The Temple of Venus — also known as the Circular Temple or Nymphasum — was added under Septimius Severus in the early 3rd century but destroyed under Constantine, who raised a basilica in its place. Jessup considered it the "gem of Baalbek". It lies about 150 yd (140 m) from the southeast corner of the Temple of Bacchus. It was known in the 19th century as El Barbara or Barbarat el-Atikah (St Barbara's), having been used as a Greek Orthodox church into the 18th century.

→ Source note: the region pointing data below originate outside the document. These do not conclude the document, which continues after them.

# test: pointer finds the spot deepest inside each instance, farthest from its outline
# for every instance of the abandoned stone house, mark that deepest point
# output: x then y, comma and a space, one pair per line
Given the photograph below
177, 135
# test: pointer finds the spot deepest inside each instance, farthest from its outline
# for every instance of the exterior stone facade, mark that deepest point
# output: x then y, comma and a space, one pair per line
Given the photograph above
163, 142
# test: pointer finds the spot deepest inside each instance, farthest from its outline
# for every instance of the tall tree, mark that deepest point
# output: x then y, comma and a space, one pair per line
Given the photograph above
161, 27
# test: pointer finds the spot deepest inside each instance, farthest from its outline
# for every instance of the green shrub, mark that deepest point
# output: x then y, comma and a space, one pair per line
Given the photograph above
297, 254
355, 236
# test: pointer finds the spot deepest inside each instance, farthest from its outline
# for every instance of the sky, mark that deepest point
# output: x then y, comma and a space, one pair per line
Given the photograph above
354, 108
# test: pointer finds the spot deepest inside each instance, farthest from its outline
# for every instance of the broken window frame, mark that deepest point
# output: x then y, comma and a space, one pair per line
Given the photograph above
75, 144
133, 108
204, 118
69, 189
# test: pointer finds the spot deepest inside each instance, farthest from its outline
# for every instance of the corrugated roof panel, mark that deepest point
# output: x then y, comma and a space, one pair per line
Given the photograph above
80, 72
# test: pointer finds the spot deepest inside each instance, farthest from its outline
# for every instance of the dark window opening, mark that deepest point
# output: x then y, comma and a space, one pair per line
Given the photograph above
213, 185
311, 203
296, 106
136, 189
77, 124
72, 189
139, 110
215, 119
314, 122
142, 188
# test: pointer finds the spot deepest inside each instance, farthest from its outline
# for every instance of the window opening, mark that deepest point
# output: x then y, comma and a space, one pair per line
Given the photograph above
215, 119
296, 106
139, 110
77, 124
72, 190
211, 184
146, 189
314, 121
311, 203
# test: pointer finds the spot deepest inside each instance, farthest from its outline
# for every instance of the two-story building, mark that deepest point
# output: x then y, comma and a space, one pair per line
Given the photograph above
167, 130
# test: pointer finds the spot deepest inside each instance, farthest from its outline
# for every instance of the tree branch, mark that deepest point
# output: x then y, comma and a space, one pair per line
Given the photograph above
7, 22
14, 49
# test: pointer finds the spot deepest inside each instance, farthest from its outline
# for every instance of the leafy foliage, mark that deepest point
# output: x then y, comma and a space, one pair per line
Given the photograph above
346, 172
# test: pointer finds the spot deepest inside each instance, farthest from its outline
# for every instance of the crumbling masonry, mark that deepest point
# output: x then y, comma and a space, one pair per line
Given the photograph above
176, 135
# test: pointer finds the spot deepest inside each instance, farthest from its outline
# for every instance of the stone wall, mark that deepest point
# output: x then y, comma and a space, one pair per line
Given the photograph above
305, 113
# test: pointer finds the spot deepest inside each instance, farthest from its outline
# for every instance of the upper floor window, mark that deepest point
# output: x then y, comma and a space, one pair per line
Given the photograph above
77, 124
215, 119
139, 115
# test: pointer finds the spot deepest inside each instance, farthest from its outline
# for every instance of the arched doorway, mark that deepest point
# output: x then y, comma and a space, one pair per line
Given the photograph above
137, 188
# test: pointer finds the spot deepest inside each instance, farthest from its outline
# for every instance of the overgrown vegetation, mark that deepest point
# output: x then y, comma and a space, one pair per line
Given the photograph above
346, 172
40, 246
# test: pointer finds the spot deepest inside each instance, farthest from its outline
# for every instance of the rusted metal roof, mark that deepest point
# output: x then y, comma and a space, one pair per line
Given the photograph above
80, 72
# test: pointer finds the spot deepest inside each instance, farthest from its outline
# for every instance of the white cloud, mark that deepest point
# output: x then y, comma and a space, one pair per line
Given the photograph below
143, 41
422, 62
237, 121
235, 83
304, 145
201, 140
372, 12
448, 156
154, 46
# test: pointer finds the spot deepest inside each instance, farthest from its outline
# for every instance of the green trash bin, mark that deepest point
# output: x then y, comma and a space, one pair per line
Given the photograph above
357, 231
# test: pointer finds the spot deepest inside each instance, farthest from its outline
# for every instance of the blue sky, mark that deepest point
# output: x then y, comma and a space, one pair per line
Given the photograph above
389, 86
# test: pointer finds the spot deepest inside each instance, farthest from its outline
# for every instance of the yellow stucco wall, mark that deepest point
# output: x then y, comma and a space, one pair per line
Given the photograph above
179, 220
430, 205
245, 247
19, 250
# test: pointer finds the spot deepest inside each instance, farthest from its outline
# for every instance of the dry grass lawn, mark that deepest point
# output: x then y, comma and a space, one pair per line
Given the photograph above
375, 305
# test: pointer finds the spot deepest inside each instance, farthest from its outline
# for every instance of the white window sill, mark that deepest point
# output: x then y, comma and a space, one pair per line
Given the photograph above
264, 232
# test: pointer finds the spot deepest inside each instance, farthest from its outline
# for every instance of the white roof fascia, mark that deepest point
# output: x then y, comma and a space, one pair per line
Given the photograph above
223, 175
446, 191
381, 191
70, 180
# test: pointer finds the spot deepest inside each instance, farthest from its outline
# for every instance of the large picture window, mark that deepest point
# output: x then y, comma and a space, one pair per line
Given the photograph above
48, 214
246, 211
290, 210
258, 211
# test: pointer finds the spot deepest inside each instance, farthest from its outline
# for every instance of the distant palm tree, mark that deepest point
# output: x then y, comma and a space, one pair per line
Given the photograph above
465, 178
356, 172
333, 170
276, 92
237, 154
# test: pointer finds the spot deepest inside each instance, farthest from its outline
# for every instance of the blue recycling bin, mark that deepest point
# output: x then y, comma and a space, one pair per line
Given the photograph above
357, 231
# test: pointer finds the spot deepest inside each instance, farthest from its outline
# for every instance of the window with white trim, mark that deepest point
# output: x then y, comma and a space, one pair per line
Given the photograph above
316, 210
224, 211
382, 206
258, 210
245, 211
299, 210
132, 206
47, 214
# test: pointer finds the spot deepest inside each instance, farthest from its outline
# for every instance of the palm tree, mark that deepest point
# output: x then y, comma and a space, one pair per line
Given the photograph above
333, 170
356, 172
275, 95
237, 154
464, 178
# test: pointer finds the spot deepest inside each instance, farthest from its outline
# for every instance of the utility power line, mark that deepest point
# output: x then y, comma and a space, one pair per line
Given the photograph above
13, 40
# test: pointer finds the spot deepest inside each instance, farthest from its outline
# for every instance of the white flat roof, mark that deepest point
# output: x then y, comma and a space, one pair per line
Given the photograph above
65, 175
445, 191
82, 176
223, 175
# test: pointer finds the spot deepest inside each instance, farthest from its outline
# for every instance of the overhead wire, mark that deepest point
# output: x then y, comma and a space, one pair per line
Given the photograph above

The ancient walls of Heliopolis had a circumference of a little less than 4 mi (6 km). Much of the extant fortifications around the complex date to the 13th century reconstruction undertaken by the Mamluk sultan Qalawun following the devastation of the earlier defenses by the Mongol army under Kitbuqa. This includes the great southeast tower. The earliest round of fortifications were two walls to the southwest of the Temples of Jupiter and Bacchus. The original southern gateway with two small towers was filled in and replaced by a new large tower flanked by curtains, probably under Buri or Zengi. Bahram Shah replaced that era's southwest tower with one of his own in 1213 and built another in the northwest in 1224; the west tower was probably strengthened around the same time. An inscription dates the barbican-like strengthening of the southern entrance to around 1240. Qalawun relocated the two western curtains nearer to the western tower, which was rebuilt with great blocks of stone. The barbican was repaired and more turns added to its approach. From around 1300, no alterations were made to the fortifications apart from repairs such as Sultan Barkuk's restoration of the moat in preparation for Timur's arrival.
Material from the ruins is incorporated into a ruined mosque north of downtown and probably also in the Qubbat Duris on the road to Damascus. In the 19th century, a "shell-topped canopy" from the ruins was used nearby as a mihrab, propped up to show locals the direction of Mecca for their daily prayers.